A bounce-back day for the defense
South Florida made a few big plays, but the Tide largely kept the Bulls’ offense at bay. The only score surrendered was a result of a Kool-Aid McKinstry muffed punt in Alabama territory, leading to a 44-yard field goal.
The 182 rushing yards allowed may seem glaring at first glance, but most of them were from quarterback Byrum Brown, who frequently escaped the pocket and recorded long runs on broken plays. Without Brown’s yardage, the Bulls averaged just 3.7 yards per rush.
Brown wasn’t much of a passing threat, but Alabama’s secondary didn’t allow a single big play and created a turnover on an interception by Malachi Moore late that helped seal the win.
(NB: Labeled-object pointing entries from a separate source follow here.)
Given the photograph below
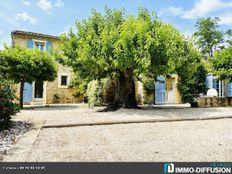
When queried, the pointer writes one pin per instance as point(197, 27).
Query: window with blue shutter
point(30, 44)
point(49, 47)
point(229, 90)
point(209, 81)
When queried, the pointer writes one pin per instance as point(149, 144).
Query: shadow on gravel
point(47, 108)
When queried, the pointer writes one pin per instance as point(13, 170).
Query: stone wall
point(52, 89)
point(205, 102)
point(57, 94)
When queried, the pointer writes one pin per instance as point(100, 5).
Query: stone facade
point(206, 102)
point(53, 92)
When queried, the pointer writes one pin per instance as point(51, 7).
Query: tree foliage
point(191, 74)
point(27, 65)
point(124, 46)
point(208, 37)
point(222, 64)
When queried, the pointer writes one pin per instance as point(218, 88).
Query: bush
point(56, 98)
point(8, 107)
point(94, 93)
point(97, 91)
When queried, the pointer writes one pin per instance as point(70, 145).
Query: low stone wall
point(205, 102)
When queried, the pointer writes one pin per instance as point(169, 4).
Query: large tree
point(222, 64)
point(27, 65)
point(123, 46)
point(208, 37)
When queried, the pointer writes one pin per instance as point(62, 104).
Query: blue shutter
point(27, 92)
point(160, 91)
point(229, 90)
point(30, 44)
point(209, 81)
point(49, 47)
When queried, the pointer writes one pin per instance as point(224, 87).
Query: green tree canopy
point(124, 46)
point(222, 64)
point(208, 37)
point(27, 65)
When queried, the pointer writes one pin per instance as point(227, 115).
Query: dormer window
point(40, 46)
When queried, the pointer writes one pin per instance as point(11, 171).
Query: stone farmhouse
point(57, 91)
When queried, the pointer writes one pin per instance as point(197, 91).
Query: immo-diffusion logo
point(169, 168)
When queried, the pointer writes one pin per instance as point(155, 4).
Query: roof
point(28, 33)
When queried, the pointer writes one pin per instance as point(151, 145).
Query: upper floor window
point(40, 46)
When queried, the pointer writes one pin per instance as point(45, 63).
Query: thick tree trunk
point(125, 91)
point(21, 94)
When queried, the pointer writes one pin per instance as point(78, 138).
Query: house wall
point(172, 94)
point(51, 89)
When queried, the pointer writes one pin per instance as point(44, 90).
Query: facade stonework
point(53, 92)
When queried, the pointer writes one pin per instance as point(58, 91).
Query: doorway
point(38, 90)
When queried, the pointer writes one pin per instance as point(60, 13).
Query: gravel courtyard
point(203, 140)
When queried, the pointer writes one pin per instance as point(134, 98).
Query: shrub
point(56, 98)
point(8, 107)
point(94, 93)
point(97, 91)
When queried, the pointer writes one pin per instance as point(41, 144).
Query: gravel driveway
point(176, 141)
point(208, 140)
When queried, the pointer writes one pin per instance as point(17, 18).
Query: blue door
point(27, 92)
point(160, 91)
point(229, 90)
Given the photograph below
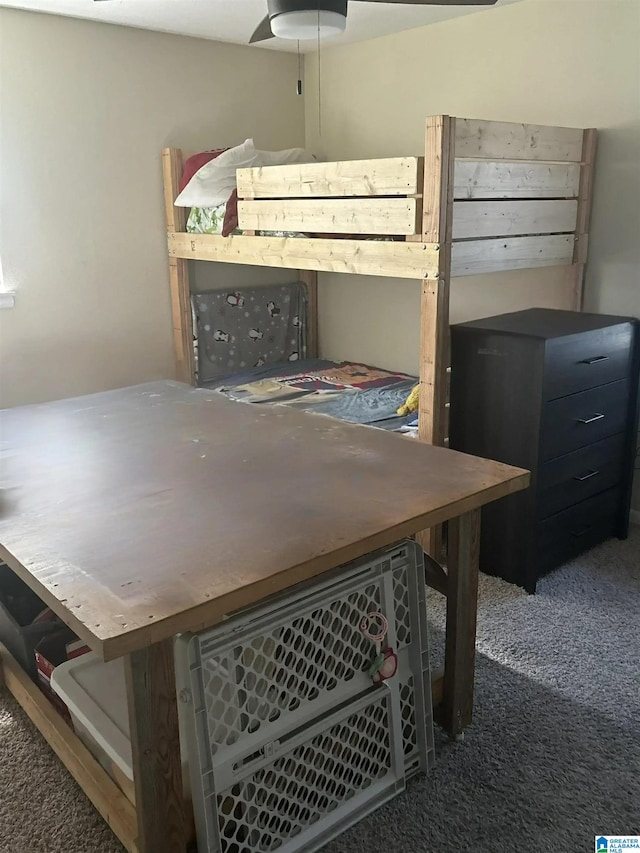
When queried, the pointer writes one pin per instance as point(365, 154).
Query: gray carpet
point(552, 759)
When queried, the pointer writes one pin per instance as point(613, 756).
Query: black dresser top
point(544, 323)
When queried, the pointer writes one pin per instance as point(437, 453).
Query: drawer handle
point(595, 359)
point(578, 533)
point(597, 417)
point(586, 476)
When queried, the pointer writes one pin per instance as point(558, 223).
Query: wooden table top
point(139, 513)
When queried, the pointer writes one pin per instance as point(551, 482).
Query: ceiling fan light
point(305, 24)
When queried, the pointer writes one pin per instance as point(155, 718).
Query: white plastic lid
point(96, 694)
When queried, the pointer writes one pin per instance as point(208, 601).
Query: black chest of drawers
point(555, 392)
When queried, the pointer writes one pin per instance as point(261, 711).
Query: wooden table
point(140, 513)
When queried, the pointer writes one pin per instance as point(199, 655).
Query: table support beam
point(155, 746)
point(456, 710)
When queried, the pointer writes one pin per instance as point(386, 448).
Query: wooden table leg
point(155, 745)
point(456, 710)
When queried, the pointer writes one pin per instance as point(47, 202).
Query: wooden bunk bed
point(485, 197)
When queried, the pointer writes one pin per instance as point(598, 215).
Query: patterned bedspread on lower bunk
point(351, 392)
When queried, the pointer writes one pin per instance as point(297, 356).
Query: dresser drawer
point(577, 362)
point(572, 531)
point(577, 476)
point(581, 419)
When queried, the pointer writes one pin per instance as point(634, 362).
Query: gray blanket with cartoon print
point(255, 326)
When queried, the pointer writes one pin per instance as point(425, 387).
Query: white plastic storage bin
point(278, 672)
point(95, 693)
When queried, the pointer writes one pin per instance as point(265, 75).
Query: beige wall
point(563, 62)
point(84, 110)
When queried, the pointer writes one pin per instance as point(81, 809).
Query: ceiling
point(235, 20)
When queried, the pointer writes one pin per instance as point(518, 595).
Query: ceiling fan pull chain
point(299, 86)
point(319, 86)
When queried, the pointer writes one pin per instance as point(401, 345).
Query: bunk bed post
point(585, 193)
point(178, 269)
point(310, 278)
point(434, 310)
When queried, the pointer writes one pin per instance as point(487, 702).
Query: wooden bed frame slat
point(366, 257)
point(487, 179)
point(474, 257)
point(496, 140)
point(388, 176)
point(584, 215)
point(512, 218)
point(380, 216)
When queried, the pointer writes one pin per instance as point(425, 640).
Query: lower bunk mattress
point(351, 392)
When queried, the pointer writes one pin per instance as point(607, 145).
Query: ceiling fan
point(305, 19)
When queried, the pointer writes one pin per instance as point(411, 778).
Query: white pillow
point(214, 182)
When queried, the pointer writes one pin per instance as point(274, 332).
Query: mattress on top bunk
point(349, 391)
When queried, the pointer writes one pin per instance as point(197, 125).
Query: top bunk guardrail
point(499, 195)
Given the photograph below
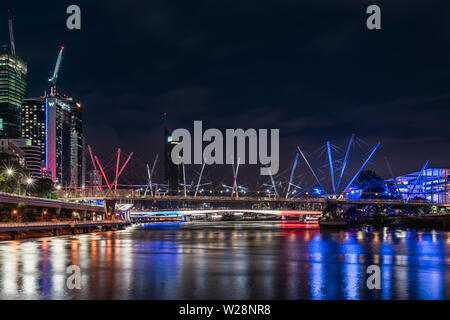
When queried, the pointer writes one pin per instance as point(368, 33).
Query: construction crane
point(55, 73)
point(11, 33)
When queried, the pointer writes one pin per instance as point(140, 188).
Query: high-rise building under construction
point(55, 125)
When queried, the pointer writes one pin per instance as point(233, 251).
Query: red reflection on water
point(299, 225)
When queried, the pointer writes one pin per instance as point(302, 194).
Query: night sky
point(309, 68)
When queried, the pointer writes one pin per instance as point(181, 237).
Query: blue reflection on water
point(233, 260)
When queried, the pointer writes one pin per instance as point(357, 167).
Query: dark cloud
point(309, 68)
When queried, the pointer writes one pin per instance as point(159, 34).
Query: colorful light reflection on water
point(229, 260)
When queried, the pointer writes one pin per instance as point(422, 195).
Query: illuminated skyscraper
point(13, 72)
point(55, 125)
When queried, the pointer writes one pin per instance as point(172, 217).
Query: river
point(229, 260)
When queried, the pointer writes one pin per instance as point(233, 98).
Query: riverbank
point(33, 230)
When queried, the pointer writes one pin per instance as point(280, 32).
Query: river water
point(229, 260)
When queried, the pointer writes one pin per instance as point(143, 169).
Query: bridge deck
point(4, 227)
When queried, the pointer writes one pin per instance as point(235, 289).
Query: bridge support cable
point(184, 180)
point(330, 160)
point(312, 170)
point(362, 166)
point(347, 153)
point(292, 175)
point(150, 175)
point(124, 165)
point(394, 179)
point(417, 180)
point(199, 178)
point(95, 167)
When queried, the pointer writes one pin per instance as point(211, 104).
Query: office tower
point(55, 125)
point(13, 72)
point(27, 154)
point(172, 172)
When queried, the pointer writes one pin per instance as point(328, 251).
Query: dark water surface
point(229, 260)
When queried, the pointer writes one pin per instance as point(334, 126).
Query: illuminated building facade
point(54, 124)
point(13, 72)
point(432, 185)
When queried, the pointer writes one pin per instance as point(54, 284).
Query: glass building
point(55, 125)
point(13, 72)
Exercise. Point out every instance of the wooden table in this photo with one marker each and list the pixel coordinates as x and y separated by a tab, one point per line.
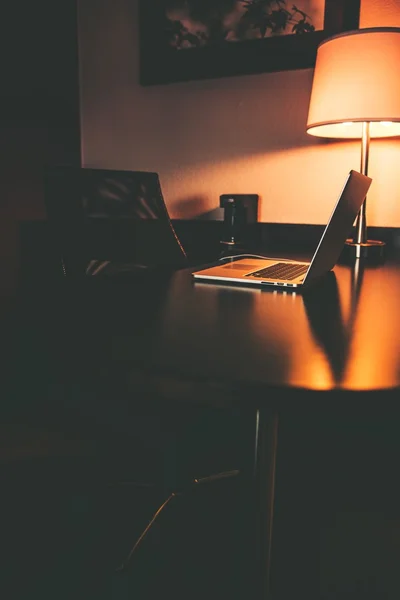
169	338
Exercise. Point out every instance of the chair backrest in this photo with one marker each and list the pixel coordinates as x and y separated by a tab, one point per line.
110	221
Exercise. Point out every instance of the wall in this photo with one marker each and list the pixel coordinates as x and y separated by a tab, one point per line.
39	122
232	135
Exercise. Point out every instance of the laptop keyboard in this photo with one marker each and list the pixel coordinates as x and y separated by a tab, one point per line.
281	271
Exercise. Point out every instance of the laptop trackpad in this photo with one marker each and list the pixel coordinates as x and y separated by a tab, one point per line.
241	266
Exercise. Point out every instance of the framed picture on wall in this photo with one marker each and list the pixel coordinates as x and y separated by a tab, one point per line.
183	40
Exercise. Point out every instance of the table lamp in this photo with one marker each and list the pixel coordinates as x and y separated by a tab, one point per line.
356	95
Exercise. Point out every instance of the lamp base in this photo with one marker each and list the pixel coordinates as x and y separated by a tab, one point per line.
372	250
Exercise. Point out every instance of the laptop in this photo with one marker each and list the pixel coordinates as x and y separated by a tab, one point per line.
287	273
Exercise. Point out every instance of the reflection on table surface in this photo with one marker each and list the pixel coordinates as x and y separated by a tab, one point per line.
337	334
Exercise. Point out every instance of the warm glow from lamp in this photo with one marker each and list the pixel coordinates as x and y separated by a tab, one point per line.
356	95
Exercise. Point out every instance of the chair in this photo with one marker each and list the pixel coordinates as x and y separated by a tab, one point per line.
105	223
110	222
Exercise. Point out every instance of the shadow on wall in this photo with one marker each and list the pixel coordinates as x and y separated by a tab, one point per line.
186	208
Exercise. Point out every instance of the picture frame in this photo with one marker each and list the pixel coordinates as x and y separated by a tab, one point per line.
161	64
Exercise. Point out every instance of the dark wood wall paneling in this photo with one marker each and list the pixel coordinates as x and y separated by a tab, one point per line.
39	113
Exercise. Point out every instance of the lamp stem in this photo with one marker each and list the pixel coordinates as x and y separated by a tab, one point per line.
360	236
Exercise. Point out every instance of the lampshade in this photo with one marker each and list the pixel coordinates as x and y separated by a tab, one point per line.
356	80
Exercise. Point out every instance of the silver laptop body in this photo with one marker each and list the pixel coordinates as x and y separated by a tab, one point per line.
284	272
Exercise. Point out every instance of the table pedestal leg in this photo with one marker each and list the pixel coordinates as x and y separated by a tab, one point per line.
266	433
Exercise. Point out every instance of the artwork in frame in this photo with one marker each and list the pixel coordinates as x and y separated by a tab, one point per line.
183	40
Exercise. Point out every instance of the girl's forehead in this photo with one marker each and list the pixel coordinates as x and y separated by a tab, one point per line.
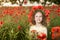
38	13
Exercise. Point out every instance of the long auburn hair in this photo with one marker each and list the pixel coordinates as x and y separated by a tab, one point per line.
43	17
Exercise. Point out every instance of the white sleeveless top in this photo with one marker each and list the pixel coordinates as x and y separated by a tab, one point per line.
41	29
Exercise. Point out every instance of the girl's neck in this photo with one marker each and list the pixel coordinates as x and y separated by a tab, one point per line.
38	24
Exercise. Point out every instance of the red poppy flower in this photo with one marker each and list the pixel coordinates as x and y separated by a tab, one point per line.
41	7
54	6
19	27
25	1
53	36
41	36
47	12
33	31
35	7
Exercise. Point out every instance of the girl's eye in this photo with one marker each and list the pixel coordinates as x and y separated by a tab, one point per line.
36	16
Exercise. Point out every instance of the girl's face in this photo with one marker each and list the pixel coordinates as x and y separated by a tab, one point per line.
38	17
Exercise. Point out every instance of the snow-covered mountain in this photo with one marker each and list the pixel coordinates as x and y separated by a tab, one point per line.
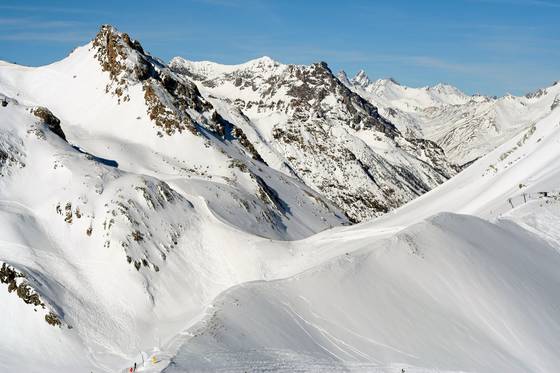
161	215
420	289
305	122
466	127
123	105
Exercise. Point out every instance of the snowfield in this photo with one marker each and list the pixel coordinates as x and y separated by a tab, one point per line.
148	217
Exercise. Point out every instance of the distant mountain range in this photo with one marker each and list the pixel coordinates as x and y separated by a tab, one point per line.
192	216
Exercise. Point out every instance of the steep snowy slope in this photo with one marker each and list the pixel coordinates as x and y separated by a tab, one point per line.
139	212
305	122
412	290
466	127
117	102
100	264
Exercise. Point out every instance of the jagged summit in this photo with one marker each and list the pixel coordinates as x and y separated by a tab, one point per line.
361	78
343	77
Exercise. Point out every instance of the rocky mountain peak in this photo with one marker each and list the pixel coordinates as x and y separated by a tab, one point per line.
361	79
343	77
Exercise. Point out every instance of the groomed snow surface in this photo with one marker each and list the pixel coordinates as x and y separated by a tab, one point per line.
143	264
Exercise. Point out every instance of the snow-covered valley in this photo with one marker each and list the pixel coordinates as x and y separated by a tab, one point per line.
193	216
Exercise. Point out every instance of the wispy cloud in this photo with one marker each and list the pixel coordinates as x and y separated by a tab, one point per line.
50	9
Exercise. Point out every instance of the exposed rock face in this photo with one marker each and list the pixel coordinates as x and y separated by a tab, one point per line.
17	283
52	122
177	108
466	127
327	135
168	96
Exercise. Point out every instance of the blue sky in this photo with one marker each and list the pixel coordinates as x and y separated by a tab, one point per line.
486	46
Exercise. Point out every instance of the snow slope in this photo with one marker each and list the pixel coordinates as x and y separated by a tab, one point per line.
418	288
306	123
466	127
108	109
143	219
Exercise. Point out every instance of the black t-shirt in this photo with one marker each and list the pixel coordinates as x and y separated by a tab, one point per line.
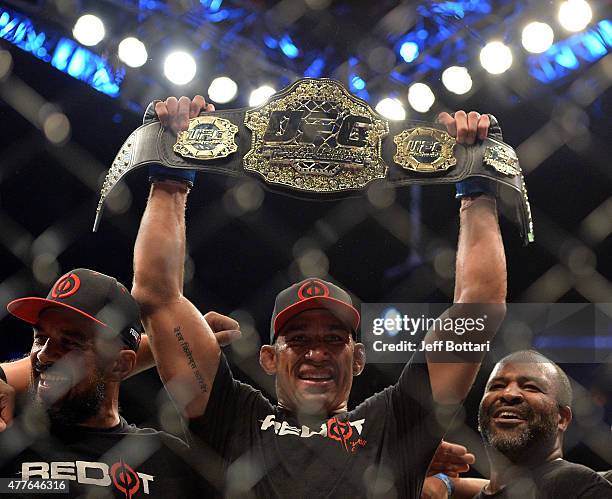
382	448
123	461
557	479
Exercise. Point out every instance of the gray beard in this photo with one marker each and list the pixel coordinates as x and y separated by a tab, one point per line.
541	432
73	409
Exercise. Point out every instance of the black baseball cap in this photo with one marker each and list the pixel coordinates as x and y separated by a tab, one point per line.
312	294
91	294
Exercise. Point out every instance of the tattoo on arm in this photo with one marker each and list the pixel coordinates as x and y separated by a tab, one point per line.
192	363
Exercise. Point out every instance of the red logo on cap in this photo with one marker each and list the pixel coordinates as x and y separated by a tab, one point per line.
66	285
311	289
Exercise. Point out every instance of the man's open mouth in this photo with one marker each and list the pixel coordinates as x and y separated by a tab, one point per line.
508	416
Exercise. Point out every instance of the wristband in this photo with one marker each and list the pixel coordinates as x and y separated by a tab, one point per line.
450	486
159	172
474	186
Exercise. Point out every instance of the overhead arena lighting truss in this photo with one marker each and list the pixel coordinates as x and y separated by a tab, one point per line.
416	42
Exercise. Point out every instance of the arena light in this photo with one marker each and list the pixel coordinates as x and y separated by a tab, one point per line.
288	47
420	97
179	68
261	95
496	57
64	54
88	30
391	108
575	15
409	51
537	37
457	79
222	90
133	52
571	54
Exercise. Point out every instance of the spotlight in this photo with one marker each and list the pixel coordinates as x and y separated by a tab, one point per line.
575	15
537	37
261	95
409	51
133	52
179	68
88	30
391	109
420	97
496	57
457	80
222	90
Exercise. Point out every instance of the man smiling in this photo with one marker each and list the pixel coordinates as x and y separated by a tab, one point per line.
523	416
309	444
86	333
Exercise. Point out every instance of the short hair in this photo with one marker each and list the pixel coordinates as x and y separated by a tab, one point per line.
564	387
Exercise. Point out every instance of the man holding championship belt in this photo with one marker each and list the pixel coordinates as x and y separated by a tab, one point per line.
310	444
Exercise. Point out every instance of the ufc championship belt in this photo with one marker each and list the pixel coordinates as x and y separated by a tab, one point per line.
315	139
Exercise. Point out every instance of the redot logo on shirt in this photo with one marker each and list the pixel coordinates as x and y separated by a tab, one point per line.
119	474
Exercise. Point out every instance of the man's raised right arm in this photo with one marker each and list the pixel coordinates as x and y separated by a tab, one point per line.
184	346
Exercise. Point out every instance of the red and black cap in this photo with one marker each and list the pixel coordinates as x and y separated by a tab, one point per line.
96	296
312	294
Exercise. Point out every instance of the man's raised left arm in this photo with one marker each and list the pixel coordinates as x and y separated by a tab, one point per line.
480	276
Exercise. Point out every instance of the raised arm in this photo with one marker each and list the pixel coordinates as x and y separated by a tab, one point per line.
480	270
185	348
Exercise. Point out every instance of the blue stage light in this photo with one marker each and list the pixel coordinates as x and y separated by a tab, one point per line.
62	53
315	70
570	54
270	42
288	48
211	5
409	51
356	83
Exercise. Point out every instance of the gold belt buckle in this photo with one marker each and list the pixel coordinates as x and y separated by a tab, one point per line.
208	137
425	150
315	136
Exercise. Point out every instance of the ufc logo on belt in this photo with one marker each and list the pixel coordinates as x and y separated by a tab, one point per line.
317	127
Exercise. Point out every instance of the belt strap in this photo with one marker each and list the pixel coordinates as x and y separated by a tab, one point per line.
315	139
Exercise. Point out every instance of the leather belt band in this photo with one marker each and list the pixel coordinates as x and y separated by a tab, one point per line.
315	139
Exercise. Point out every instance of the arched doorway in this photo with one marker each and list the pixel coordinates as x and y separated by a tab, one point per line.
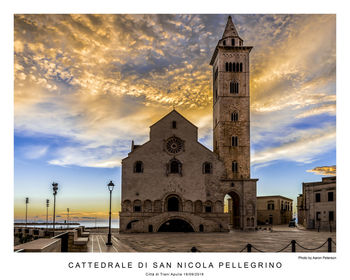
232	206
175	225
129	225
173	203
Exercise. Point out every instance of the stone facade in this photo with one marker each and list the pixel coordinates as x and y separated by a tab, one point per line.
174	183
317	205
274	210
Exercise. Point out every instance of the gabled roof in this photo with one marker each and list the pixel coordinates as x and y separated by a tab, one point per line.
174	112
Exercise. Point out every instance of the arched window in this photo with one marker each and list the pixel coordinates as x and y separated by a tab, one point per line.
207	168
137	205
270	205
198	206
174	167
234	117
234	87
234	167
138	167
234	141
208	207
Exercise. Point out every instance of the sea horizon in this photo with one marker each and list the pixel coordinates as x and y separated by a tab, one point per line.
91	223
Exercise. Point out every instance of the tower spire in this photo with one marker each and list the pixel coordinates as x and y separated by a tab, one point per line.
230	29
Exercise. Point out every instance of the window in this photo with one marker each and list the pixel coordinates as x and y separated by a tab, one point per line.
138	167
330	196
270	205
234	117
207	168
175	167
234	167
234	141
318	216
234	87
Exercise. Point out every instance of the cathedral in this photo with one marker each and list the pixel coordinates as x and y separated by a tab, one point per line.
172	183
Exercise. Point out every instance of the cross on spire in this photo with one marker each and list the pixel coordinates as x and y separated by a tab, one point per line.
230	29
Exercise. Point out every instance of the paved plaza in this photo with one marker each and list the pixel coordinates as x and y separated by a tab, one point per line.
234	241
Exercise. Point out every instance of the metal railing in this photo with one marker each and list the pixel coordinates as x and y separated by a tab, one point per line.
293	244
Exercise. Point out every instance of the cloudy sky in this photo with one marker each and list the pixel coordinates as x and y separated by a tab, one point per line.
86	85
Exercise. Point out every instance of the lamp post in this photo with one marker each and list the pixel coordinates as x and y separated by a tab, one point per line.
55	189
27	201
47	213
67	217
110	188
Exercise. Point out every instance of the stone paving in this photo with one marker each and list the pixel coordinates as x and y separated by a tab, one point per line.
234	241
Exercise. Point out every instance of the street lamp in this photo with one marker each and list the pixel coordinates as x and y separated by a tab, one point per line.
55	189
27	201
47	213
67	217
110	188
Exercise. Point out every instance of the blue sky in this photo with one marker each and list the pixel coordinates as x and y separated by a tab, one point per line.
86	85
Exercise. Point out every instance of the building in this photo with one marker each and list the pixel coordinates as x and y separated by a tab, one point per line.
274	210
317	204
174	183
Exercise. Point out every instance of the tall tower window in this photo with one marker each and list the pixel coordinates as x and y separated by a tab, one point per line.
234	141
234	167
138	167
234	117
234	87
207	168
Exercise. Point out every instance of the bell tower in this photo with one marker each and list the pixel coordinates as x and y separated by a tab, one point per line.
231	104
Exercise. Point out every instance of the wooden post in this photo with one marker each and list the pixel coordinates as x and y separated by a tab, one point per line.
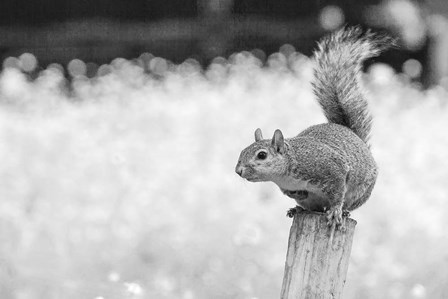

The pass rush also came alive with four sacks, led by 2.5 by Dallas Turner.
.@malachi_moore13 will take that! 😤😤
📺: ABC pic.twitter.com/35TsQ3BSDS
— Alabama Football (@AlabamaFTBL) September 16, 2023
Saturday’s result hardly will ease any angst within the fan base with Ole Miss coming to Tuscaloosa next weekend, but it was refreshing to see a defensive performance without communication issues and penalties — although open-field tackling will need to be cleaned up next week.
Penalties and special teams issues
The Tide had significantly fewer penalties on Saturday (five for 35 yards) than the Texas game (1o for 90), but costly mistakes took opportunities away. The first came when Terrion Arnold’s 100-yard kickoff return for a touchdown was negated by a holding penalty on Jeremiah Alexander. In the second half, a McKinstry interception was erased by a face-mask penalty by Turner. Late in the fourth quarter, a holding penalty wiped away a Williams touchdown.
Those penalties weren’t consequential to the outcome of the game, but Alabama has had four touchdowns negated by penalty in the last two weeks. Additionally, McKinstry’s muffed punt allowed for USF to score its only points. The margin for error in all three phases for this Alabama team is lower than in past years, and penalties and special teams blunders in critical moments will hurt more once SEC play begins.